The second layer was for texture. He created a “monggo chicharon” using crumbed chicharon bulaklak, crumbed dilis and crispy monggo (monggo that was dried out to a crisp).
And for a third layer, he created a salsa of chili and tomatoes that he said was added to cut through the richness of the fat (of the chicharon).
Then Chef Tom came back swinging with a very creamy warm salad of fresh crab, trout roe and crab fat sauce.
Chef JP responded with a not-so-simple pancit palabok. This was another mad creation of the very inspired chef. To make the palabok sauce, he used smoked tinapa and a shrimp bisque stock. For character, he added a layer of diced bangus belly tossed in olive oil and mixed with tomatoes, salted eggs, crispy shallots, spring onions and soyomansi. Crowning the palabok, instead of chicharon crumbs which he incorporated into the mixture, he used a very crispy salt and pepper squid.
Chef Tom answered back with his version of laing using bitter melon and tendrils, and shrimp. Chef JP returned with a mad version of Kare Kare. This is another interesting one, with what Chef JP described as “three textures of protein”. First, the brisket, which was fork tender after being braised for a very long time. Second, for the sauce, Chef JP thickened this using tendon instead of flour, which was braised for 10 hours, cooked as confit, then pureed. Third, a wafer-thin tripe served on top.

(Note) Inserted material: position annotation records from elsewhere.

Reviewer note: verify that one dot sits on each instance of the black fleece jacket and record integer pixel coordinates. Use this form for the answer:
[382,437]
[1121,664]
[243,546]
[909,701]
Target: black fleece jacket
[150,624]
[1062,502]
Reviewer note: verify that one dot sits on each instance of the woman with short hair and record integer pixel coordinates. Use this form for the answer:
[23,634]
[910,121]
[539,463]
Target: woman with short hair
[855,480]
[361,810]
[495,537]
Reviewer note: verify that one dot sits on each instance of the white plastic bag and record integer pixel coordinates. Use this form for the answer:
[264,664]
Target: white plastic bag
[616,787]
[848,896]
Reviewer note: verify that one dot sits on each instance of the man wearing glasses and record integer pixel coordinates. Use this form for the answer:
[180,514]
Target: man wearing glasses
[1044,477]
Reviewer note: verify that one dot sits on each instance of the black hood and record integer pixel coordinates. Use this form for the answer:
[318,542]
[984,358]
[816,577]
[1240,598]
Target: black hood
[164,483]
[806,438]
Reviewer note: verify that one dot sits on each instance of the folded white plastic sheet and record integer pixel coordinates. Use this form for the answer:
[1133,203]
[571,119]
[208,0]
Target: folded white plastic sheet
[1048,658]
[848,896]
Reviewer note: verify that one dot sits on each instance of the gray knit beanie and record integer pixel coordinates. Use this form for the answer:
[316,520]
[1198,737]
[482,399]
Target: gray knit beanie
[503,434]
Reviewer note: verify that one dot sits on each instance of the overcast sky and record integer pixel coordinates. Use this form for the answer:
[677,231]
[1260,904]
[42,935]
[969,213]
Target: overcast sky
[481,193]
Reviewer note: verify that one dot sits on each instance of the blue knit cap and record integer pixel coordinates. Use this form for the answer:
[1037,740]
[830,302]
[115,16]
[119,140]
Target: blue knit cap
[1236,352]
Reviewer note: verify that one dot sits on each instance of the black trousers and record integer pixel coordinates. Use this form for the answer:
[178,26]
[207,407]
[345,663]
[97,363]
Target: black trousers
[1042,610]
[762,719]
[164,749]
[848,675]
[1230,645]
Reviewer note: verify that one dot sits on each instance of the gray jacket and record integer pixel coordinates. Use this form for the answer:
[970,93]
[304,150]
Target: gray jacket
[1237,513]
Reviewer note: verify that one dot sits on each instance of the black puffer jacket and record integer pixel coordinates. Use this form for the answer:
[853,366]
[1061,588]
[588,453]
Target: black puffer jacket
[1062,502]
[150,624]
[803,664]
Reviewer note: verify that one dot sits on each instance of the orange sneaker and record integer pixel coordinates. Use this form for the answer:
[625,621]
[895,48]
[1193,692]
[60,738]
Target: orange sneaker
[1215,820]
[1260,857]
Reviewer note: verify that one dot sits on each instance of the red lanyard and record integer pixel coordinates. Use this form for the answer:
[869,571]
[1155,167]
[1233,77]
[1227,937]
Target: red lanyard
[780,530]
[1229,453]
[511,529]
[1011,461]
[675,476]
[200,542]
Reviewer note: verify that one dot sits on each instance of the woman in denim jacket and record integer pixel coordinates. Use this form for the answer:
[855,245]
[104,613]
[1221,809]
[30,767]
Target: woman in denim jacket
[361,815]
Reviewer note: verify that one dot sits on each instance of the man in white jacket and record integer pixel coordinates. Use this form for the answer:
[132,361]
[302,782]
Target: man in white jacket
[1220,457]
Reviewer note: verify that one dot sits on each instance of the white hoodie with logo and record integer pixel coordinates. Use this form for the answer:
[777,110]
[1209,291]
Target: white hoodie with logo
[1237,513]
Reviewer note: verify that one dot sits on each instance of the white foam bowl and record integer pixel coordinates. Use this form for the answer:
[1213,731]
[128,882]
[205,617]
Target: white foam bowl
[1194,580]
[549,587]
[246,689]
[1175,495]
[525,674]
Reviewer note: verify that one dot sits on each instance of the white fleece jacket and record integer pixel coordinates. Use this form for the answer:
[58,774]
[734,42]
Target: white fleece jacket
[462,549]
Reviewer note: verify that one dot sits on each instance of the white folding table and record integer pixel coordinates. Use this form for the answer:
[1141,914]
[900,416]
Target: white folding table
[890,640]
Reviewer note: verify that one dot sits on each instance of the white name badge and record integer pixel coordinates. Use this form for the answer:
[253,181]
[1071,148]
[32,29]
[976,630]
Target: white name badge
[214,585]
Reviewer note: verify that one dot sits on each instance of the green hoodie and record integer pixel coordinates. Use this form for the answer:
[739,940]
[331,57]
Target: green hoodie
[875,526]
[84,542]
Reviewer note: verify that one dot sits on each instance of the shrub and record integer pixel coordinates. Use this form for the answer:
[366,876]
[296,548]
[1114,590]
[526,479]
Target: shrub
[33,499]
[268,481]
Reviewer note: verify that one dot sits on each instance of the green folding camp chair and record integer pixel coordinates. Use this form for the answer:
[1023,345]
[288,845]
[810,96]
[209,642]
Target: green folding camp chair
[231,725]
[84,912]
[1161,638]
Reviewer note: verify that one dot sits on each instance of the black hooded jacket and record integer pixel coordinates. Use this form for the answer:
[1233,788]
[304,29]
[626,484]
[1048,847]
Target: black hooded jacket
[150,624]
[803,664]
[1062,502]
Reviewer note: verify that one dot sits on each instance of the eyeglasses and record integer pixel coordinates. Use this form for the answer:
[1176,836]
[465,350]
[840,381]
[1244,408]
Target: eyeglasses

On the side, “tendon bagoong”, which was bagoong mixed with a bit of the pureed tendon, and given extra spirit with a bit of Tanduay Gold! Incredible!
This was served with “garlic” rice, a collaboration of Chef JP and Chef Tom, using crispy chicken skin in lieu of garlic.
And for the main course, the host chef, Charles Olalia, served a very scrumptious Lechon Baka. No, there was no spit roast with an entire calf outside, as we would have it at fiestas.
Instead, the chef, whom Chef JP’s wife Camille described as amazing with barbecues, served a smoked bone-in short plate, his version of tadyang.
More barbecues were served by the host chef, as well as a Mochiko Bibingka for a sweet ending to what was undoubtedly a welcome overload of Filipino flavors.
Chef JP was ecstatic at the outcome, happy that the guests saw “the full range of Filipino food”. “We can really advance and elevate simple Pinoy dishes,” the passionate chef said.
What was most impressive was that these three chefs came up with their menu only three days before the event. Chef JP did not bring anything from Manila because he was afraid of the strict US customs restrictions. Which only proved the sheer talent of these three chefs.
With ambassadors like the Tres Pares, who are making traditional Filipino food hip, modern, and downright cool without losing its identity or flavors, we can be sure that come what may, Philippine cuisine will really be celebrated around the world.
Congratulations, chefs! Well done!
Bad Saint. Address: 3226 11th St NW, Washington D.C. 20010. Website: badsaint.com.
Ma’am Sir. Address: 4330 W Sunset Blvd, Los Angeles, CA 90029. Tel. (323) 741 8371. Website: maamsirla.com.
Sarsa Kitchen. See sarsa.ph/branches/ for branches and contact details.